Arendt Hindriksen: Selbstverständlich gehöre ich zu keinem Beraterstab – aber die Polizei hat mich tatsächlich gebeten, aufgrund meiner Erfahrung, die ich speziell auch mit PKK-nahen Kurden habe, vermittelnd einzugreifen.

Glauben Sie ernsthaft, vermitteln zu können?

Sonst wäre ich nicht vor Ort. Es macht ja nicht wirklich Spaß, bei Regenwetter durch die Stadt zu ziehen und mit aufgebrachten Menschen zu diskutieren und zu versuchen, einerseits ihre Erregung und ihre Wut zu verstehen und ihnen andererseits immer wieder klarzumachen, daß sie nur gehört werden, wenn sie friedlich und gewaltfrei handeln.

Gehen Sie nicht davon aus, daß wenn die Brüsseler PKK-Zentrale Order zu Randale oder Geiselnahme gibt, genau dies auch hier geschehen würde? Da zieht doch kein einzelner Arendt Hindriksen die PKK-Notbremse.

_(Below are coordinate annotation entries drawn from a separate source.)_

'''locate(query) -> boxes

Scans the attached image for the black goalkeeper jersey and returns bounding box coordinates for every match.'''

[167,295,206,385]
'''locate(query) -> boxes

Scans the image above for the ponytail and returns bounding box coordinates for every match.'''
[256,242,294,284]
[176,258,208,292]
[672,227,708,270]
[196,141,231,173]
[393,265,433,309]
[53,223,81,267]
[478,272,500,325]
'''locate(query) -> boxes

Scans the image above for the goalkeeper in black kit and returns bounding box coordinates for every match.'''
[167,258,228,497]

Ich will mich da nicht überschätzen. Die PKK ist natürlich kein Pfadfinder-Verein. Aber manchmal wird sie auch überschätzt. Ich glaube, wir müssen nachdenken darüber, was Öcalan und die PKK für viele Kurden bedeuten. Unabhängig davon, daß ich die Methoden der PKK für völlig falsch halte, ist sie natürlich ein Symbol des kurdischen Widerstands. Durch seine Verhaftung wird Öcalan noch mehr zur Symbolfigur – und wahrscheinlich zum Mythos, wenn er, womit ich fast rechne, am Ende des Prozesses umgebracht wird. Ich schätze, 90 Pozent der PKK-Mitglieder sind genauso friedliebend wie andere Kurden. Aber es gibt einen bewaffneten Arm innerhalb der PKK.

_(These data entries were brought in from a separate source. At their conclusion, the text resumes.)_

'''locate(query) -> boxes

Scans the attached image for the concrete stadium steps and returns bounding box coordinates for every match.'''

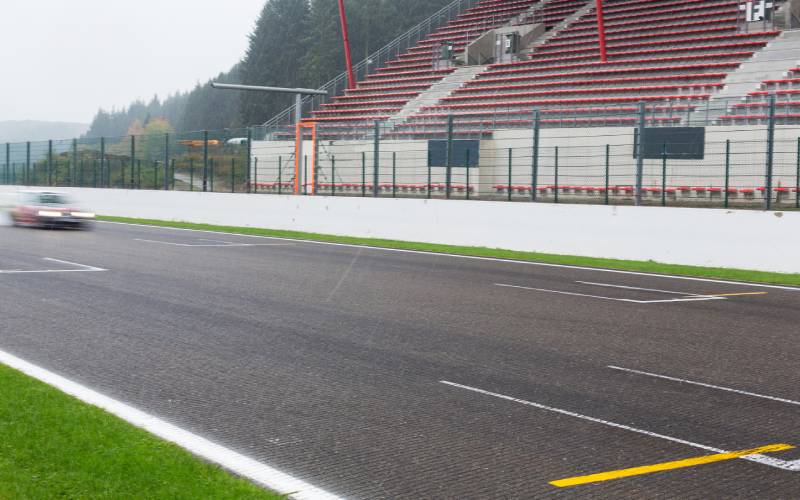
[719,67,800,125]
[314,0,589,128]
[313,0,540,124]
[398,0,780,134]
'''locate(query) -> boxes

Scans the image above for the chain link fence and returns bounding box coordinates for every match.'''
[0,96,800,210]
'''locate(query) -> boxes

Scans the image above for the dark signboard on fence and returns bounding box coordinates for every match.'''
[633,127,706,160]
[428,140,481,168]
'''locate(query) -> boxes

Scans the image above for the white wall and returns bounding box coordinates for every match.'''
[0,186,800,273]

Grundsätzlich kann es nur eine politische Lösung geben – aber die wird die Türkei nicht alleine hinkriegen, dazu braucht sie Unterstützung und Druck aus Europa.

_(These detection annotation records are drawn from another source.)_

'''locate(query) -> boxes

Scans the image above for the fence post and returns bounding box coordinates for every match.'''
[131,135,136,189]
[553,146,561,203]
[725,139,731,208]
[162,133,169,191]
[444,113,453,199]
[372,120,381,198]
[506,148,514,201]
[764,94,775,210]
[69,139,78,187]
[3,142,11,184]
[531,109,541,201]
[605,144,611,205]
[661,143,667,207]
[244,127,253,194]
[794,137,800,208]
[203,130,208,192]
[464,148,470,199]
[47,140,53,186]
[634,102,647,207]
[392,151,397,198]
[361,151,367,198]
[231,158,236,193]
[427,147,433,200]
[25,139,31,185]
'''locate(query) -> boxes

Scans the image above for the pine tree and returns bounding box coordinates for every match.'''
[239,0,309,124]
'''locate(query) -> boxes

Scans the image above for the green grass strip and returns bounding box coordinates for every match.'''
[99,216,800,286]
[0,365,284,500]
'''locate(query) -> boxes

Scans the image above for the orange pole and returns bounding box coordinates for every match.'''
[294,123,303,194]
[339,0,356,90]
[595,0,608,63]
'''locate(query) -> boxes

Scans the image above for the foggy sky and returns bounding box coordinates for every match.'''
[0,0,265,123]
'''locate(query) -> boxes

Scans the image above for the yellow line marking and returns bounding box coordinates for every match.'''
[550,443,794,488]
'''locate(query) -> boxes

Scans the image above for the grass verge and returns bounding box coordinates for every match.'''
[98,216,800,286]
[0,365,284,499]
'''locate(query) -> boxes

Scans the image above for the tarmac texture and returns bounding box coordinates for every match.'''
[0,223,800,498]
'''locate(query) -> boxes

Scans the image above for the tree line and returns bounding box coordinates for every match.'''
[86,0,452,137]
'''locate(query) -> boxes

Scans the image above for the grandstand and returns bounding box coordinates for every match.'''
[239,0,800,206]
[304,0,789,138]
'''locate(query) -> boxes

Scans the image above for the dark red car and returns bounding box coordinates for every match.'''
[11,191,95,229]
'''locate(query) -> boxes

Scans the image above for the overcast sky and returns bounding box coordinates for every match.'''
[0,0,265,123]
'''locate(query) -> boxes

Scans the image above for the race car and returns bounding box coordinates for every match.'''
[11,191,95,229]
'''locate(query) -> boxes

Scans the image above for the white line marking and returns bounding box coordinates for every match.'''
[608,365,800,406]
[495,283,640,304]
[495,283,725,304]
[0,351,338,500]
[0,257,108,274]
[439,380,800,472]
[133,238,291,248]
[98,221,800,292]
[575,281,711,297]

Große Worte für den Vertreter einer kleinen Bremer Opposi-tionspartei zu einer großen Koalition. Was muß hier geschehen, damit die Situation nicht eskaliert?

Ich sehe nur einen Weg – das ist der Dialog. Wir müssen auf die Menschen ohne Angst und Tabus zugehen. Ich praktiziere das seit gut sechs Jahren, manchmal auch zum Unwillen meiner eigenen Fraktion – und besonders zum Ärger anderer Parteien. Aber ich finde, es hat sich gezeigt, daß der Dialog richtig war – bei dem ich, das möchte ich betonen, oft deutlich gemacht habe, daß ich die inhaltlichen Ziele und Methoden der PKK für falsch halte. Ihre Mitglieder müssen sich in Deutschland an unsere Regeln halten.

Wieso stehen Sie als „Dialogpartner“ in Bremen derzeit so alleine da? Die ausländerpolitische Sprecherin der SPD wußte vergangene Woche nicht mal, daß eine Demonstration von Kurden stattfindet.

Vorweg – ich fühle mich tatsächlich ein bißchen alleingelassen. Ich hatte schon gesagt, daß das nicht alles Spaß macht ...

... und bei der ersten gewalttätigen Demo wird man sagen ...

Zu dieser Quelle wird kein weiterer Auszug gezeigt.